The president was speaking at the opening of this year’s Indigenous Rights Forum held to mark Indigenous Peoples’ Day.
Indigenous rights are deeply connected to the concept of human rights — from the ratification of the UN’s two covenants on human rights to the UN’s Declaration on the Rights of Indigenous Peoples and the Taiwanese government’s promulgation of the Indigenous Peoples Basic Act (原住民族基本法), Tsai said.
Photo: Tu Chien-jung, Taipei Times
“These steps to improve human rights also go toward endorsing and safeguarding the rights of indigenous peoples to their land, language, culture and their group identity,” Tsai told the forum, which was organized by the National Human Rights Commission and the Council of Indigenous Peoples.
She added that six years ago, the Presidential Office set up the Indigenous Historical Justice and Transitional Justice Committee, and two years ago, the Control Yuan launched the National Human Rights Commission to promote transitional justice for indigenous peoples.

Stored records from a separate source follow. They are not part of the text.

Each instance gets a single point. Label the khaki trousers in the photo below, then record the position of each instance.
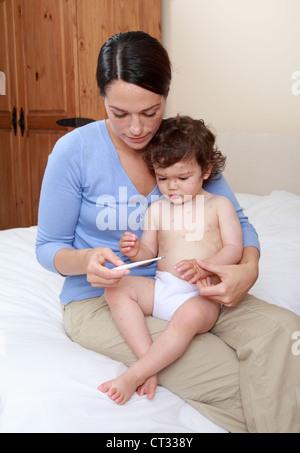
(244, 375)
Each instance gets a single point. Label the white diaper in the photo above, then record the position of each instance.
(170, 293)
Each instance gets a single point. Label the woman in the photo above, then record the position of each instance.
(96, 186)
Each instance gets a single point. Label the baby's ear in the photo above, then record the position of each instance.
(207, 173)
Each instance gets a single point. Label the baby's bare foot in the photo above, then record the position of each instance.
(148, 387)
(120, 389)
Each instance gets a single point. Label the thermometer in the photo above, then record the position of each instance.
(138, 263)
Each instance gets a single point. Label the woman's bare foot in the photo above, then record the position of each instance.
(148, 387)
(120, 389)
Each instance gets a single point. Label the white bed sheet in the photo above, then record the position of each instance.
(49, 384)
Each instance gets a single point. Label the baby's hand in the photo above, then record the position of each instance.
(190, 271)
(129, 244)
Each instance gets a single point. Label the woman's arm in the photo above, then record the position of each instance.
(236, 280)
(59, 210)
(221, 187)
(92, 263)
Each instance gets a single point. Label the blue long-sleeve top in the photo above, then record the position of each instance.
(87, 200)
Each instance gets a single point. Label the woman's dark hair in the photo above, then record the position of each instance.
(182, 138)
(134, 57)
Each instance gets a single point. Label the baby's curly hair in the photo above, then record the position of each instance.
(182, 138)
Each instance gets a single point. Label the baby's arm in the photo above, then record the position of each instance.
(146, 247)
(232, 243)
(231, 234)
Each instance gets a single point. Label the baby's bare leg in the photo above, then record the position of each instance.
(198, 315)
(129, 302)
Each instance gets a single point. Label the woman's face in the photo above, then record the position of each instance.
(134, 113)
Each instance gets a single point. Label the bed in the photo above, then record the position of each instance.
(48, 384)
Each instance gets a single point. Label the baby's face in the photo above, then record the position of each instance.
(181, 181)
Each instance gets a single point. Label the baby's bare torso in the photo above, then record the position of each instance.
(186, 231)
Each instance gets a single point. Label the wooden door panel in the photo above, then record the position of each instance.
(8, 105)
(48, 52)
(40, 146)
(46, 28)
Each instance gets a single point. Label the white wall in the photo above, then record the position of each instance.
(236, 64)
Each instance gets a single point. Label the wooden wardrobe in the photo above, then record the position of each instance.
(48, 53)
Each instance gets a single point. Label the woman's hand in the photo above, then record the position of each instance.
(129, 244)
(98, 275)
(236, 279)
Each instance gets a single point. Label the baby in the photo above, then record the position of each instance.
(187, 224)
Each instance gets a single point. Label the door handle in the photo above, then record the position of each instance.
(14, 120)
(21, 122)
(74, 122)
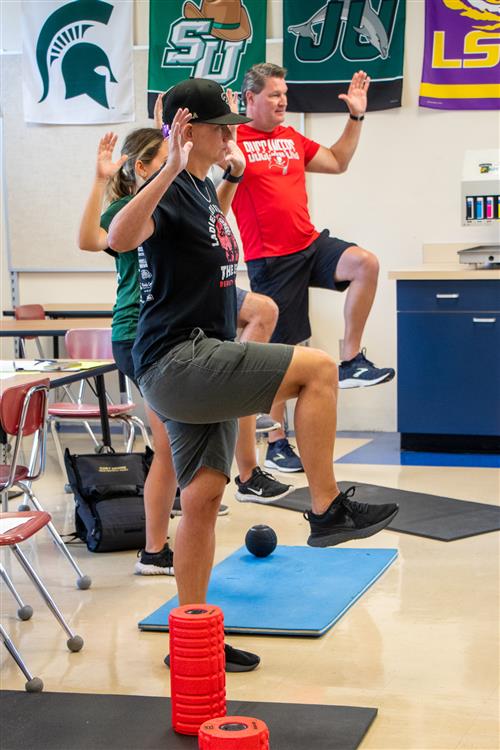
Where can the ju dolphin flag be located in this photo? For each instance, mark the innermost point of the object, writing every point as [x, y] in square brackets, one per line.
[326, 41]
[216, 39]
[77, 61]
[461, 67]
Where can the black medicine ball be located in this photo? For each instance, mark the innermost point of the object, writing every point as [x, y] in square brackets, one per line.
[261, 540]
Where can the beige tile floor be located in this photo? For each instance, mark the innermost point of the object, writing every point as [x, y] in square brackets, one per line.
[421, 645]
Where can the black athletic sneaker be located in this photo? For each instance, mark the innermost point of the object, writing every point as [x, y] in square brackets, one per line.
[155, 563]
[360, 373]
[265, 423]
[346, 519]
[262, 487]
[177, 510]
[236, 660]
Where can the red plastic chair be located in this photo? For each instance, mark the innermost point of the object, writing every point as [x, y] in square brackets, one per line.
[92, 343]
[30, 312]
[14, 529]
[23, 412]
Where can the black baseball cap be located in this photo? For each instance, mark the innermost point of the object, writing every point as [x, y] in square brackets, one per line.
[205, 99]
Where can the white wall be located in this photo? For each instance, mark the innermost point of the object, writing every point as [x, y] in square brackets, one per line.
[401, 191]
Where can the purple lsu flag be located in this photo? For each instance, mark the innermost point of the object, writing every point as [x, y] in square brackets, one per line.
[461, 68]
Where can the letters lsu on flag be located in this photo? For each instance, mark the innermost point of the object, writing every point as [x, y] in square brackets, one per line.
[77, 61]
[461, 67]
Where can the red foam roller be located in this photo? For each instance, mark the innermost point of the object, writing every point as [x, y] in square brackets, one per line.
[197, 662]
[233, 733]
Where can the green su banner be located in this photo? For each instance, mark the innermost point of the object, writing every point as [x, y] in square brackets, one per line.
[217, 39]
[326, 41]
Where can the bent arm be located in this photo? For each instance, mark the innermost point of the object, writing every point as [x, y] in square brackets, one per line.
[235, 160]
[336, 159]
[91, 236]
[134, 224]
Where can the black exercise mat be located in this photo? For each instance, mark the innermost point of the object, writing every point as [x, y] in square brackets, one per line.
[77, 721]
[419, 514]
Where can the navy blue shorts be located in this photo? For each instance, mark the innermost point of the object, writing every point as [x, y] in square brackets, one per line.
[287, 278]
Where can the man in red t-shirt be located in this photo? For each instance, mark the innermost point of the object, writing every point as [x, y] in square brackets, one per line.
[285, 254]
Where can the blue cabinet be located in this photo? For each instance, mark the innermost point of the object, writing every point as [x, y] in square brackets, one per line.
[449, 365]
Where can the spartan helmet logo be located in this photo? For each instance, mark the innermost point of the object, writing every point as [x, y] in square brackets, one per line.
[61, 37]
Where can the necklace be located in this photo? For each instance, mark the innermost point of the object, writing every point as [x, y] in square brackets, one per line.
[205, 197]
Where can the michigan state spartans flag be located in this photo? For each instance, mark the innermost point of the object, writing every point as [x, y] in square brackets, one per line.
[77, 61]
[217, 39]
[326, 41]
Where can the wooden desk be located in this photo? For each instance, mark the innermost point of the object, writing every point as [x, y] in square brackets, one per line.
[54, 328]
[57, 379]
[73, 310]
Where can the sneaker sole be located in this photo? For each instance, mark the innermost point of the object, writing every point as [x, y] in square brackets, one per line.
[230, 666]
[355, 383]
[271, 465]
[141, 569]
[243, 497]
[330, 540]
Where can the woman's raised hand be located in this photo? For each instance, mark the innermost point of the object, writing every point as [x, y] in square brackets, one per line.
[105, 166]
[178, 151]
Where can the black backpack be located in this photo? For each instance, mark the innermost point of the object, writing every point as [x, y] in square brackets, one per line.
[109, 498]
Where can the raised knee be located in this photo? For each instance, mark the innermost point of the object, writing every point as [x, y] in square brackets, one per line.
[368, 263]
[326, 368]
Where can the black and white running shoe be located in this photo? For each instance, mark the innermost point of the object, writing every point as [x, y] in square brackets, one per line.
[262, 487]
[360, 373]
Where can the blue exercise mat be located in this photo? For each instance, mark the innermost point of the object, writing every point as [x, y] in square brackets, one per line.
[298, 591]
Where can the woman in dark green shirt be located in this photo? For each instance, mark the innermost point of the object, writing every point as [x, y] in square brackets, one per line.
[144, 152]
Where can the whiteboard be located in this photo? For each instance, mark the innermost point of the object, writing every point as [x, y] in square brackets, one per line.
[49, 171]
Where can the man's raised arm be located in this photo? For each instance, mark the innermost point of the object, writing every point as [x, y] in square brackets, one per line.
[336, 159]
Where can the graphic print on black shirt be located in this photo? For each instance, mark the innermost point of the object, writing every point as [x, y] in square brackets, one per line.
[187, 271]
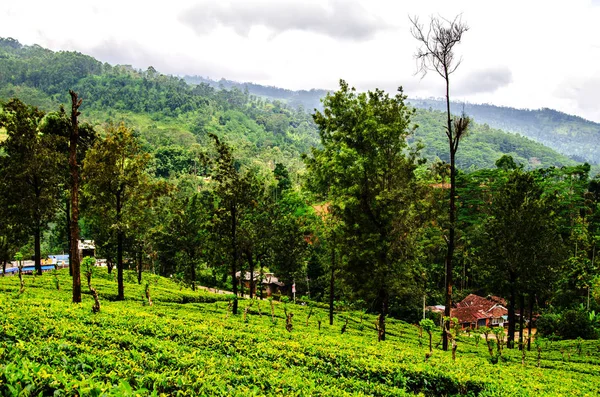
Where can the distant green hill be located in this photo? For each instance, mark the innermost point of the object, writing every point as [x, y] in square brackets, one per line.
[265, 125]
[570, 135]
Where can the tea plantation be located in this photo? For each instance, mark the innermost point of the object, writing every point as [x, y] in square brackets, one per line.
[188, 344]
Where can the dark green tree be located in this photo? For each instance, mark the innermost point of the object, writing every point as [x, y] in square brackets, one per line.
[234, 191]
[118, 189]
[368, 176]
[31, 170]
[521, 242]
[437, 54]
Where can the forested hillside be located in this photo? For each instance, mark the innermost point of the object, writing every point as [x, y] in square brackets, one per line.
[346, 216]
[571, 135]
[264, 125]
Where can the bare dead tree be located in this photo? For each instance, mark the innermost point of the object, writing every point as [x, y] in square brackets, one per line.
[74, 169]
[436, 53]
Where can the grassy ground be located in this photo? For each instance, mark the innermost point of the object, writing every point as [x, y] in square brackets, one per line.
[188, 343]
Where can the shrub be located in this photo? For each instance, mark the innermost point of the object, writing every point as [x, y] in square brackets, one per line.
[548, 324]
[576, 323]
[570, 324]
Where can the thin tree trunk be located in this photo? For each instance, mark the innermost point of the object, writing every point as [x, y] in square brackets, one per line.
[140, 266]
[521, 317]
[384, 308]
[530, 325]
[193, 273]
[120, 288]
[74, 226]
[510, 340]
[38, 250]
[234, 258]
[251, 265]
[68, 219]
[452, 215]
[332, 285]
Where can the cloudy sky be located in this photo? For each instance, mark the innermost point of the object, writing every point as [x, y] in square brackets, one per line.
[526, 54]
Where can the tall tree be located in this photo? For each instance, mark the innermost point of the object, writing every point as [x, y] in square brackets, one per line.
[372, 188]
[31, 169]
[437, 54]
[74, 207]
[234, 193]
[521, 241]
[117, 187]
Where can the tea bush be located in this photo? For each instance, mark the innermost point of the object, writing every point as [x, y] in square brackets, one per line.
[49, 346]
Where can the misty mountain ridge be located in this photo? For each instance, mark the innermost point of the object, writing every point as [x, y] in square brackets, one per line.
[570, 135]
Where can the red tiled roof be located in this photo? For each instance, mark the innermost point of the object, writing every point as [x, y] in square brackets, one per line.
[469, 314]
[475, 307]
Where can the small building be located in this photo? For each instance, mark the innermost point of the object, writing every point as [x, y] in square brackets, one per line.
[270, 283]
[86, 248]
[476, 311]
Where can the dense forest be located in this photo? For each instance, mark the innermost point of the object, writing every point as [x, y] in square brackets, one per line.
[570, 135]
[342, 201]
[364, 205]
[265, 125]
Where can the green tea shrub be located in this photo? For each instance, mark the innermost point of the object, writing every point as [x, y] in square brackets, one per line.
[548, 324]
[576, 323]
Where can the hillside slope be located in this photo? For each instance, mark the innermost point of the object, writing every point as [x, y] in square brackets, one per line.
[263, 124]
[50, 346]
[567, 134]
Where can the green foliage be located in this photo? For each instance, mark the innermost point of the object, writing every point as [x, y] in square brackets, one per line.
[192, 349]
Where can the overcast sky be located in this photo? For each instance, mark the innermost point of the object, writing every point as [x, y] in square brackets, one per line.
[527, 54]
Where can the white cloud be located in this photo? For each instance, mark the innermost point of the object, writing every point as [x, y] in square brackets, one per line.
[524, 54]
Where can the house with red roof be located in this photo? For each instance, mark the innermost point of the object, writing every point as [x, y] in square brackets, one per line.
[476, 311]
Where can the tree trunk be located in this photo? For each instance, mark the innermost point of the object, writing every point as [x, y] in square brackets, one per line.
[140, 266]
[530, 325]
[521, 317]
[74, 227]
[68, 219]
[384, 306]
[193, 273]
[251, 265]
[234, 258]
[510, 340]
[452, 215]
[331, 285]
[120, 293]
[38, 250]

Aside from implementing policies for indigenous peoples and protecting their rights, the government is working more to make them “more mainstream” in society, she said.
Resources and mechanisms are now in place to have government meetings hold simultaneous interpretations of indigenous languages, she said.
“The government supports indigenous peoples’ rights to promote their culture, and has established television and radio networks for indigenous peoples,” she said, adding that she has noticed that many young indigenous people are active on YouTube and Instagram, and many have podcasts.
“We wish to see that each year’s August 1 is not just for indigenous peoples, but for all people in Taiwan to mark this day,” she said.
“Our society should pay respect to and to learn from indigenous peoples,” she said.
Separately, Australian Representative to Taiwan Jenny Bloomfield also marked the occasion with a video post on the Facebook page of the Australian Office in Taipei on Sunday.
“Australia and Taiwan have worked even closer together over recent years to strengthen exchanges between our indigenous peoples and communities,” she said in the video.
In a statement yesterday, she said that “indigenous cultures, languages, histories and traditions are a vital part of who we are — and they form a special bond between Australia and Taiwan.”
“Today, we are proud to join with you as you celebrate the history, culture and achievements of Taiwan’s Indigenous peoples. We will continue to work together to promote opportunities for Indigenous peoples everywhere; to ensure that the rights and traditions of Indigenous peoples are respected; and that all Indigenous peoples are full participants and beneficiaries of a free, open and fairer world,” it said.